Making sense of numbers and words: Statistical methods


Site Notes Contact details

A statistical game: Categorical, ordinal or equal-interval?

The starting point for a lot of my current interest in the range of statistical methods for making sense of the world of numbers came about in 1999 as a result of interactions with two clients (Fiona Bryer and Wendi Beamish) at the Mount Gravatt campus of Griffith University. They'd asked me to review statistical analyses of dichotomous(e.g., No/Yes) and Likert scale responses (e.g., strongly disagree, disagree, unsure, agree, strongly agree) items developed using the Delphi technique (working with groups of participants to the point of consensus about what is important or relevant and what isn't).

That dataset has previously been analysed by reporting correlations, means, and standard deviations per item, and by using t-tests to examine group differences relevant to these categorical/ordinal items. That is, the analyses had assumed the items were equal interval (distance between 1 and 2 equivalent to distance between 3 and 4, etc) and met the assumptions required for parametric analyses (e.g., normally distributed), even though they generally did not. One outcome of this failure to take into account the nonparametric measurement properties of the responses was to produce overly frequent and unreliable reports of statistically significant group differences.

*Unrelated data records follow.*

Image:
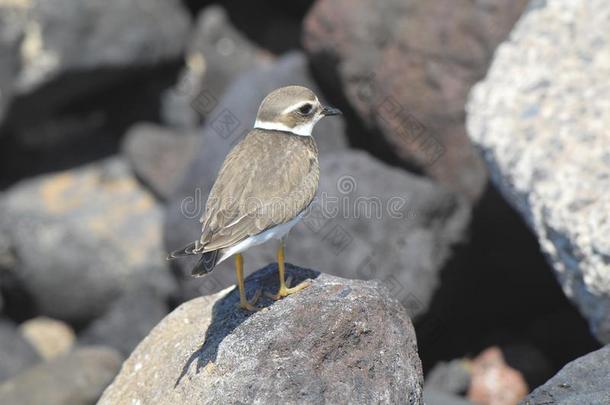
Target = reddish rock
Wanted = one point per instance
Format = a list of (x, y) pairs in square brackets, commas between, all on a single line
[(406, 67)]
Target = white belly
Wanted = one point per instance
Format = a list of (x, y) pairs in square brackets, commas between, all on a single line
[(277, 232)]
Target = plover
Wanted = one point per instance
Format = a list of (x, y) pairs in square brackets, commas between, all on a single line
[(263, 187)]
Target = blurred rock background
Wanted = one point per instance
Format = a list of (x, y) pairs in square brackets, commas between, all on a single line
[(493, 212)]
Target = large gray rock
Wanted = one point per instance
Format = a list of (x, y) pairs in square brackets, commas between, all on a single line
[(81, 237), (231, 119), (216, 53), (338, 341), (583, 381), (127, 321), (76, 378), (16, 354), (406, 67), (540, 119), (368, 221)]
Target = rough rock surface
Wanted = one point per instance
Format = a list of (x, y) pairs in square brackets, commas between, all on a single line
[(217, 53), (407, 66), (127, 321), (541, 118), (231, 119), (80, 237), (583, 381), (368, 221), (50, 337), (338, 341), (76, 378), (159, 156), (16, 354)]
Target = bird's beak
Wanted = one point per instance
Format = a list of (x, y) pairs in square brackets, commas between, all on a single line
[(326, 111)]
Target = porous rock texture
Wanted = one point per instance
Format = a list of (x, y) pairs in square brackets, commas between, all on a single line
[(337, 341), (76, 378), (76, 239), (541, 120), (406, 67)]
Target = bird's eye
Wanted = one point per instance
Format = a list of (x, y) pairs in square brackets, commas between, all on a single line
[(306, 109)]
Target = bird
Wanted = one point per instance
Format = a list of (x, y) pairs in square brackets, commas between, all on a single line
[(263, 188)]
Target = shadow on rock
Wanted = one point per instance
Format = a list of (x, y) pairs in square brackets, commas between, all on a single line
[(227, 316)]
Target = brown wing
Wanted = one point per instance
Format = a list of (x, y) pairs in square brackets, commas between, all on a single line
[(266, 180)]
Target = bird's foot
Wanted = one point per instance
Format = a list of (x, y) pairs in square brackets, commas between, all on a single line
[(250, 305), (285, 291)]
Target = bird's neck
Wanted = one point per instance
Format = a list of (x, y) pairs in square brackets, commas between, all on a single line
[(301, 130)]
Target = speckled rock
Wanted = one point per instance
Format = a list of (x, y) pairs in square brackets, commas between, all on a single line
[(50, 337), (80, 237), (583, 381), (216, 54), (338, 341), (541, 119), (160, 156), (406, 67), (77, 378)]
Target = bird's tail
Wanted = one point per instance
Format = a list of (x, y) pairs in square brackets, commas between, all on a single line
[(206, 263)]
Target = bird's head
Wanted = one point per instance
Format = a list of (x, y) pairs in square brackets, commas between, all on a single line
[(293, 109)]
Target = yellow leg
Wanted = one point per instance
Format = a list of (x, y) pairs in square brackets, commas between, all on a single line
[(243, 301), (284, 291)]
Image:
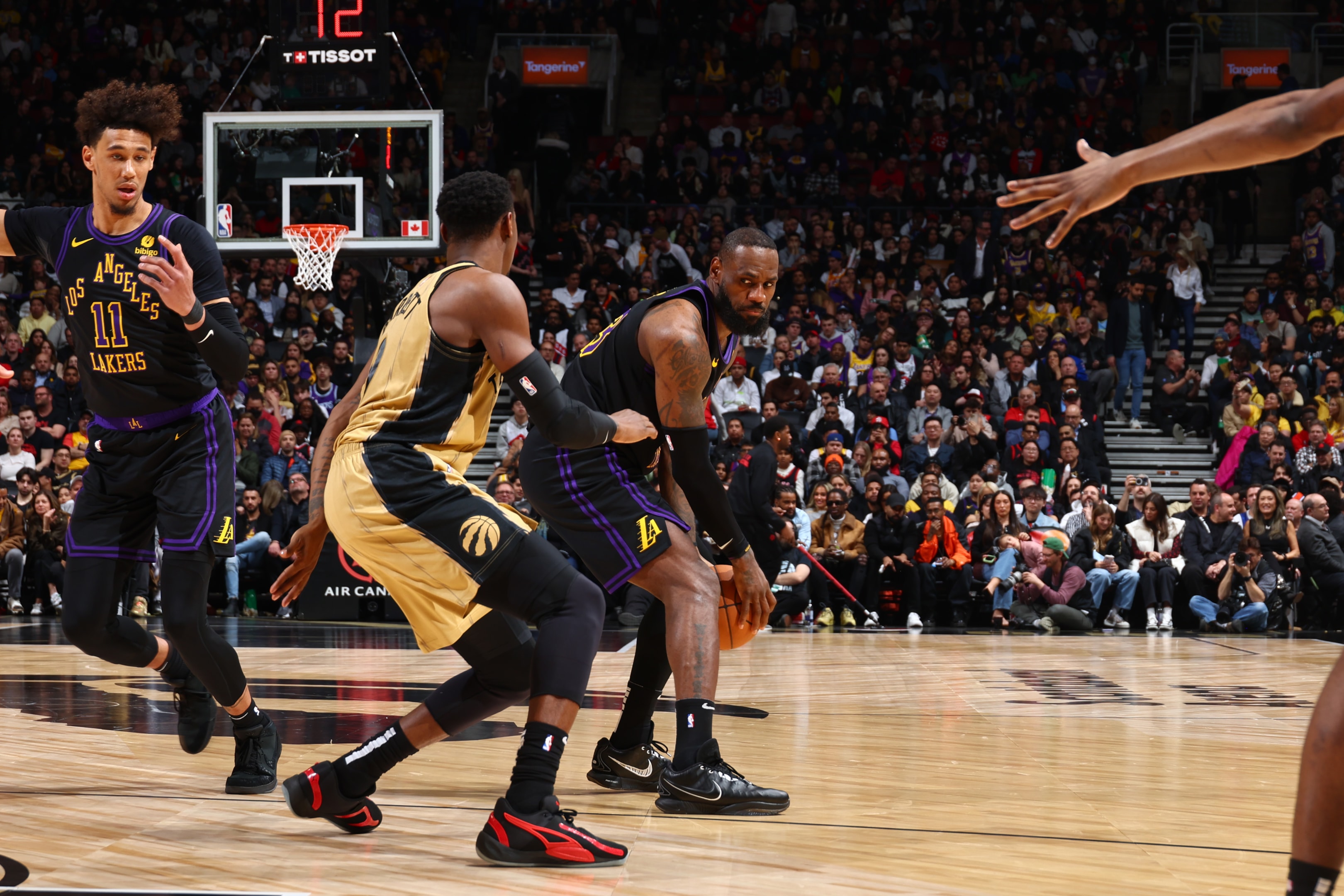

Starting with this insight, we developed methods that involved collapsing across Likert scale responses to produce dichotomous responses (e.g., the percentage in agreement (agree, strongly agree) that could be described very readily (tables, figures), analysed very straightforwardly (e.g., contingency tables), and that generated conservative (fewer) but more reliable reports of statistically significant group differences.Wendi Beamish has now published a book documenting these developments.

As a result of that work, I've developed a broad interest in forms of statistical analysis that take into account the measurement properties of the variables concerned. With that in mind, I was happy to review a book by Michell (1999) that addressed these issues and did so very lucidly (the book not the review). For the same reason, I was also happy later on to review a book by Bond & Fox (2001, 2007) about Rasch analytic methods (the publisher, Erlbaum, used extracts from this review on its website to sell the book), and more recently to review a book on new developments in categorical data analysis methods (e.g., nonparametric factor analysis).

It is for similar reasons that I was happy to come across a modern analogue of the Correspondence analysis (developed by Pierre Bourdieu in the course of his pioneering sociological work), SPSS Optimal Scaling, that utilises nonparametric factor analytic methods to identify clusters of responses within demographic and other nonparametric sets of variables.

Finally, a suspicion that experimental design of the kind practiced in psychology and other laboratory settings is sufficient but not necessary when pursuing trails of cause and effect in data sets has led to a long-term interest in structural equation modelling (SEM). The charm of SEM is that it provides a way to test hypotheses based on survey and other data collected in semi-natural settings (though not without the usual reservations about the measurement properties of the variables concerned).